Pedonalizzazione, per Sbic le intenzioni sono buone, ma il metodo è del tutto sbagliato

Sulla pedonalizzazione intervengono con una lunga nota i consiglieri di minoranza Maurizio Balassone e Fabio Pingue: “Se le intenzioni sono buone, il metodo è del tutto sbagliato e, anzi, può persino essere controproducente”.

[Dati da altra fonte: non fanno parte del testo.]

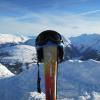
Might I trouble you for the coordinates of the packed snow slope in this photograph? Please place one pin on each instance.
(4, 72)
(8, 38)
(77, 80)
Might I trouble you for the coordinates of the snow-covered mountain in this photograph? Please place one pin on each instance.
(77, 80)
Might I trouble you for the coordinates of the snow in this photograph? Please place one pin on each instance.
(4, 72)
(8, 38)
(18, 53)
(77, 80)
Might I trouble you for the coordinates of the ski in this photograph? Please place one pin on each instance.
(50, 71)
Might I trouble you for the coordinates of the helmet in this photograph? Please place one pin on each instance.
(46, 37)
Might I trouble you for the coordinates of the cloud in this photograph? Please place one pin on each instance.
(90, 12)
(68, 25)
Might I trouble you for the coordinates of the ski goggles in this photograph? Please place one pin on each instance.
(43, 39)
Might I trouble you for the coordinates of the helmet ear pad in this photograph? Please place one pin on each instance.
(60, 54)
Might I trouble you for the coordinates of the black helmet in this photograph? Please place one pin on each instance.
(44, 38)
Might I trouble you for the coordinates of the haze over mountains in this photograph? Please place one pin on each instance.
(17, 50)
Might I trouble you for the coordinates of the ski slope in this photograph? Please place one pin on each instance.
(9, 38)
(77, 80)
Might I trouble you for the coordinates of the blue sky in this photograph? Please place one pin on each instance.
(69, 17)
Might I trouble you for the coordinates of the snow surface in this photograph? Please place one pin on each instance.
(4, 72)
(8, 38)
(18, 53)
(77, 80)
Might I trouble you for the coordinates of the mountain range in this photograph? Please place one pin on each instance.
(20, 51)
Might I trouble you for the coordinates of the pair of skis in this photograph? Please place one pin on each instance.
(50, 72)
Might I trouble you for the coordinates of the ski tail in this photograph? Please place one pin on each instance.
(50, 72)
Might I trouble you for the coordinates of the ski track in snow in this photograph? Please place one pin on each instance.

“Sulla questione della pedonalizzazione del centro storico e più in generale sul metodo di democrazia partecipata non ci si può affidare all’improvvisazione” non occorre uno scienziato per questo, almeno così dovrebbe essere in un Paese normale. Aggiungono i consiglieri di Sulmona bene in comune: “Il questionario ci sembra riduca la complessità di una questione, come quella della vita nel centro storico, a sei domande rigidamente formulate a nostro giudizio con la mancanza di un‘idea di base, un’idea guida. La partecipazione, come abbiamo dimostrato nel nostro incontro e nel dibattito che ne è seguito, ha bisogno di professionalità, su cui pure SBIC, lo scorso anno, con un emendamento al bilancio, aveva chiesto di investire. Solo le professionalità sono in grado di formulare correttamente le domande e in grado di tirar fuori dalle risposte e dal quadro conseguente le reali necessità, i bisogni più veri, anche se non direttamente palesati, tanto da poter esser letti e interpretati come veri e cogenti da chi possiede gli strumenti intellettuali e le relative capacita professionali. Non certo poche domande somministrate senza alcuna base statistica e scientifica e che espongono al rischio di falsare completamente il sentire della cittadinanza. Il questionario è cosi misero nella sua articolazione e cosi riduttivo che per esempio tralascia completamente un dato fondamentale della fase delle interviste e cioè il fattore umano e la possibilità, da parte dell’intervistatore, di articolare le domande e d’interagire con l’intervistato e con quello che man mano viene fuori dall’intervista. E’ vero che questo è un processo lungo e complesso ma la buona politica e la buona amministrazione hanno bisogno ogni volta di andare al cuore del problema e cercare le soluzioni più appropriate, anche se queste potrebbero costare qualche spot in meno.